The Optic continues to pivot on a Horst-Link design; however, it has been redesigned to be more supple off the top and more progressive towards the bottom. The new shock is absent of a pedal switch or on-the-fly compression lever, but has a low-speed compression adjustment under the shock. This is not something you can adjust while riding and is even a little tricky to adjust while off the bike. Norco strongly believes its bike doesn’t need the aid of a compression switch, relying on suspension tune to control its 125mm of travel.
DOWN AND DIRTY
The Optic’s short-travel rear end means business, while the longer-travel fork yells, “Party time!” The key to finding a balance between the front and rear end is suspension tuning. Luckily, Norco makes that easy with its Ride Aligned Tuning Guide. Head to Norco’s website and fill in your rider weight, height and riding style, and Norco will give you a base tune to get you rolling right.

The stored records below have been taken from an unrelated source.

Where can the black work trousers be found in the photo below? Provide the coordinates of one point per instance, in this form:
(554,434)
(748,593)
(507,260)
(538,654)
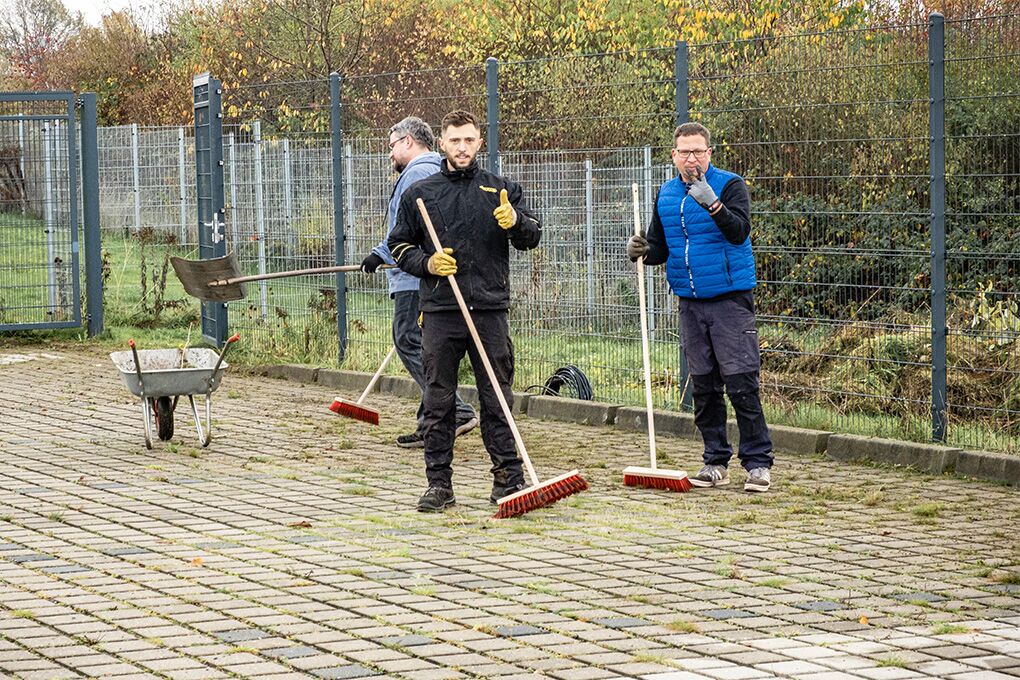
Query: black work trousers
(445,338)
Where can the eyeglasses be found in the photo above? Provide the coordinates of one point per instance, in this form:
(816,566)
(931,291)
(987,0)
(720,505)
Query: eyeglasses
(697,153)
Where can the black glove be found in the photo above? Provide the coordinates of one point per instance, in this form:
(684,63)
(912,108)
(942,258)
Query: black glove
(636,247)
(371,263)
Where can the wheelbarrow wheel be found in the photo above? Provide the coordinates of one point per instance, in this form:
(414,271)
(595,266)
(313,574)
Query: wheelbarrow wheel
(163,408)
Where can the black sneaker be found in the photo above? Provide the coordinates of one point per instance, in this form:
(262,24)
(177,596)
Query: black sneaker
(465,425)
(501,490)
(412,440)
(436,500)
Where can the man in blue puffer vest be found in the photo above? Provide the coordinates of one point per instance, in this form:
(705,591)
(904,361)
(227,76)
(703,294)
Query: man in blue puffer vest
(411,154)
(701,229)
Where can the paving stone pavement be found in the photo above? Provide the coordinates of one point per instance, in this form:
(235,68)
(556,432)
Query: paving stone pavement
(290,547)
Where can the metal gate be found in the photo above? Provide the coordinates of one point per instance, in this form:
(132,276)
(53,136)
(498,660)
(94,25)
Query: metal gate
(39,211)
(209,180)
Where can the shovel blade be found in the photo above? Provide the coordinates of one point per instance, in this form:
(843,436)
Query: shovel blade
(205,279)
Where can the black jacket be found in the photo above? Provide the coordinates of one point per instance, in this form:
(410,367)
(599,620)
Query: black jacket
(460,204)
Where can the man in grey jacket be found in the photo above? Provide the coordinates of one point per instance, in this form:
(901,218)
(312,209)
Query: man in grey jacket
(411,143)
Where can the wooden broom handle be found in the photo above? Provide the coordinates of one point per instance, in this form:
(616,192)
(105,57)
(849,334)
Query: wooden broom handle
(375,378)
(644,331)
(481,350)
(296,272)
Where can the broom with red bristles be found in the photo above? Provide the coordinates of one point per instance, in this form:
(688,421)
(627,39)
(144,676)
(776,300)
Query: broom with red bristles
(355,409)
(652,477)
(540,493)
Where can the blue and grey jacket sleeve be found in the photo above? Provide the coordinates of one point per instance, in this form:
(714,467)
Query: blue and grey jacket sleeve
(407,238)
(658,249)
(412,174)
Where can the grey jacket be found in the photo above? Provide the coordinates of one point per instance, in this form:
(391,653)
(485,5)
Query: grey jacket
(419,168)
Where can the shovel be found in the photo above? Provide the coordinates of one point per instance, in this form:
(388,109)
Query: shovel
(219,279)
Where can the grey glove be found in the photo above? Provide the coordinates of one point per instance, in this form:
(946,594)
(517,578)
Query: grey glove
(700,191)
(636,247)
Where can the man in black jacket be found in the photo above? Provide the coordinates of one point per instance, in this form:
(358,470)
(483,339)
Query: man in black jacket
(477,216)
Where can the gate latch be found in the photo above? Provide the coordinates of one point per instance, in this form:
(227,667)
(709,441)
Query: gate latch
(216,227)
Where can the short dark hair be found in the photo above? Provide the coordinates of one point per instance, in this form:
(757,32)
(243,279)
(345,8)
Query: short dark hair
(417,129)
(691,128)
(460,117)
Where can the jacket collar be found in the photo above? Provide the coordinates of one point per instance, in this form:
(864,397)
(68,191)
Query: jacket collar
(465,173)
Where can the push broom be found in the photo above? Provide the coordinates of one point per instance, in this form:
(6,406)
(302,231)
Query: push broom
(355,409)
(540,493)
(651,477)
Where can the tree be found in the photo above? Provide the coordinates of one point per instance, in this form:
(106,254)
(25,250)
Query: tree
(32,32)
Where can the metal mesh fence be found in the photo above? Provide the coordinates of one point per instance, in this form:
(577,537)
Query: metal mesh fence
(38,278)
(829,129)
(982,223)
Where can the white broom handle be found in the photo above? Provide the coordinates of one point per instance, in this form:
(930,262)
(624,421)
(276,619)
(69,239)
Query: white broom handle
(481,350)
(644,332)
(375,378)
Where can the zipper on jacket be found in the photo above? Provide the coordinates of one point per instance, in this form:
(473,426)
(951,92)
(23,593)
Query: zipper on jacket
(686,248)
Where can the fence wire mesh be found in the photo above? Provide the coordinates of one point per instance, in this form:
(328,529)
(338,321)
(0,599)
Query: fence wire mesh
(38,203)
(839,179)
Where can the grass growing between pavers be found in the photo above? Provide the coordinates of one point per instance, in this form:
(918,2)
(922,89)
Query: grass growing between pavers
(615,554)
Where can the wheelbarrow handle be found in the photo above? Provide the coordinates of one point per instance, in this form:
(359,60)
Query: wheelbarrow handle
(226,346)
(138,368)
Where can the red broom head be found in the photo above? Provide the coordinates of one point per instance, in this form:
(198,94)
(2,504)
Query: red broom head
(356,411)
(541,495)
(671,480)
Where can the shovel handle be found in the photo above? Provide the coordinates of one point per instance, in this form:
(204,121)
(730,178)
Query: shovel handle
(295,272)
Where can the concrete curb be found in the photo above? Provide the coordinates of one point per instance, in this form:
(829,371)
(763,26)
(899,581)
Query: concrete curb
(521,400)
(924,457)
(989,466)
(572,410)
(933,459)
(348,380)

It’s hard to strike a balance between climbing and descending, especially when combining a downhill shock with a progressive, long, slack and low geometry. That said, Norco did a nice job offering a supportive feel during seated climbing and managed to maintain minimal shock movement when powering out of the saddle. A few of our testers found themselves reaching for a non-existent compression lever during long, steady climbs, but mostly out of habit and not because the bike actually needed it. During technical climbs, the Optic holds traction well and delivers forward momentum as you press on the pedals.

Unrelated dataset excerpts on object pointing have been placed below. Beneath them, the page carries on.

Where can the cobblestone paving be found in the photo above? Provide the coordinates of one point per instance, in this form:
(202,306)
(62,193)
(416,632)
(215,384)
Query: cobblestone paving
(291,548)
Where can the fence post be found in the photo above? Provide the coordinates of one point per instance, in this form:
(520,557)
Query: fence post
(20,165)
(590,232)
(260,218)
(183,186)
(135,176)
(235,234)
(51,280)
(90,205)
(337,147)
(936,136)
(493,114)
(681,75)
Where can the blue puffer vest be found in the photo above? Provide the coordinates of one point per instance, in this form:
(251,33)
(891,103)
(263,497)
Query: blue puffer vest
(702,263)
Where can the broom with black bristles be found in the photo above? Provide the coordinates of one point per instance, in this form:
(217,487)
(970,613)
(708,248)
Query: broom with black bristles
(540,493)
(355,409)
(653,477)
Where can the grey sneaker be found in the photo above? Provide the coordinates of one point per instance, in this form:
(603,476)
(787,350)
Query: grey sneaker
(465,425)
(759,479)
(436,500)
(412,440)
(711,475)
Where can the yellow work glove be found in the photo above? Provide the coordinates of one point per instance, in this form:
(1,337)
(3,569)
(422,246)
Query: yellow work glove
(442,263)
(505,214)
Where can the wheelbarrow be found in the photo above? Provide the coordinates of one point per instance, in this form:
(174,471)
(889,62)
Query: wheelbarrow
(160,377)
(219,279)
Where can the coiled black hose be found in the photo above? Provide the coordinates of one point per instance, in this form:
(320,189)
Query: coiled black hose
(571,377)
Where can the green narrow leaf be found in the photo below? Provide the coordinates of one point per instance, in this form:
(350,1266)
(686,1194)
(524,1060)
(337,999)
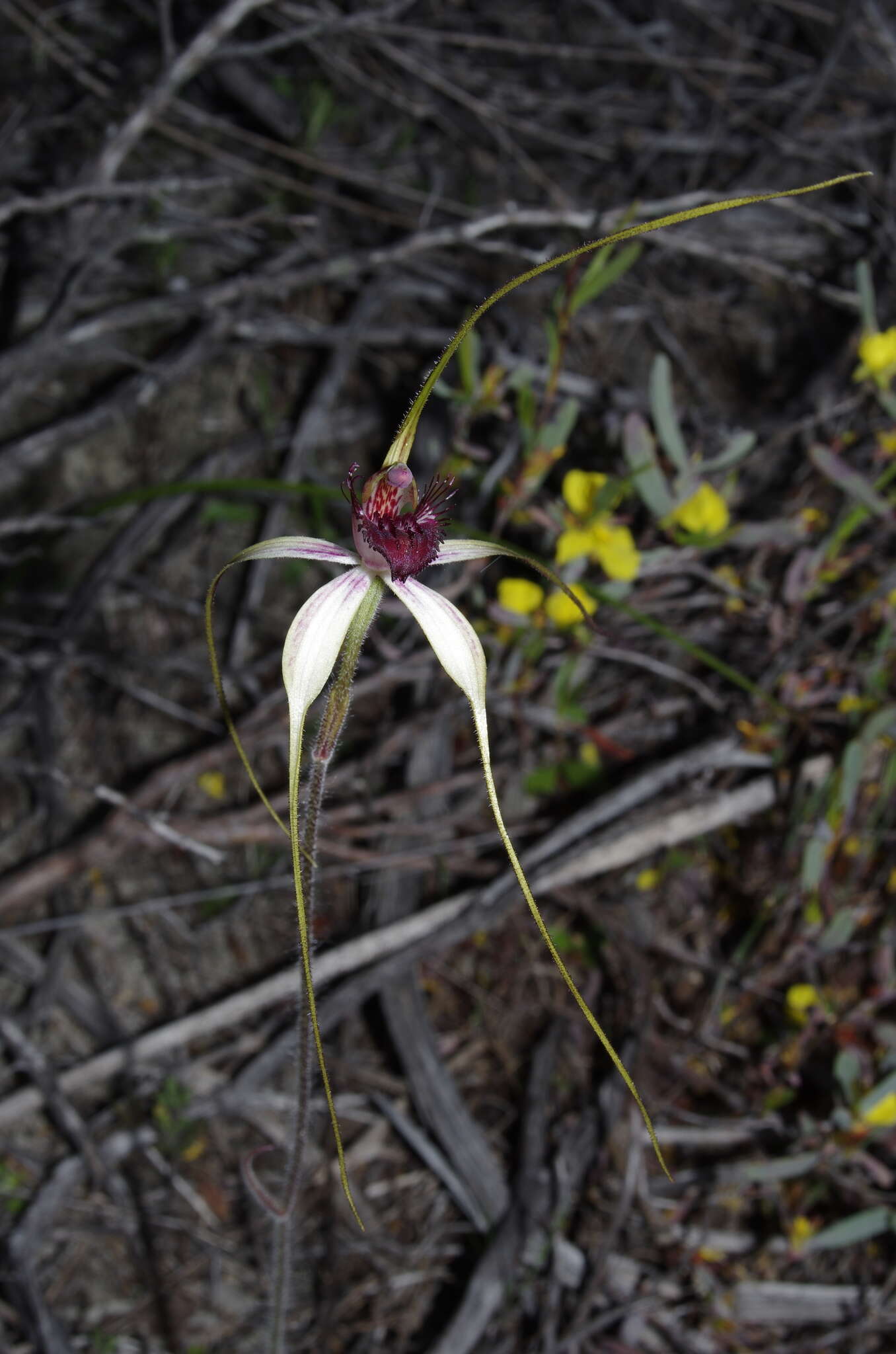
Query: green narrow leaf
(850,775)
(665,417)
(739,446)
(601,274)
(865,288)
(786,1169)
(860,1227)
(835,469)
(648,477)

Riders familiar with modern bikes will find themselves right at home, while cross-country riders and some trail riders will miss the old Optic’s more conservative feel. With that in mind, our test riders would happily spend long days powering this Norco up and down the trails.
When the trail’s peak and the single-track begins to flow back down, the Optic shows just how capable a well-designed bike can be. Oftentimes our riders were blown away when we told them the Optic only has 125mm of travel. Sure, a harsh hit reveals that quickly; however, on fast single-track, the Optic feels just as stable as many 140mm-travel bikes. The only difference is, when you make a mistake, the shorter travel is less forgiving. As far as suspension performance and geometry are concerned, we couldn’t ask for a better combination.
Where the Optic could use some improvement is its brakes and cockpit. While the brakes feature four-piston calipers, the rotors are base-model quality at best. Swapping out the rotors for a higher-end spec would pay dividends in braking performance. The cockpit was another component that just didn’t impress us much. Riders looking to gain the utmost control may want to swap the bar and stem for a higher-end package.
Norco knew it couldn’t have it all within the price points offered, so some components had to be compromised in order to offer the best bang-for-the-buck. Luckily, Norco took care of the critical parts, offering a quality suspension package and a well-spec’d drivetrain. Where the bike could use some help is the brakes. It wouldn’t cost much to swap out the resin pads and rotors for something higher in the food chain. This would let those four-piston calipers do what they do best. Some of our riders were not especially fond of the Fizik saddle or the Schwalbe tires, but those are more personal items that will need to be tested by you.
The all-new Optic is set to get wild on the trails and make your overall experience more fun. It’s not a full downhill smasher, nor is it a hill-climb racer, but it blends those two styles quite well. It’s exactly what you’d expect from a trail bike; it delivers performance on every part of the trail. Riders looking to experience what a modern trail bike has to offer will find themselves right at home aboard the all-new Norco Optic.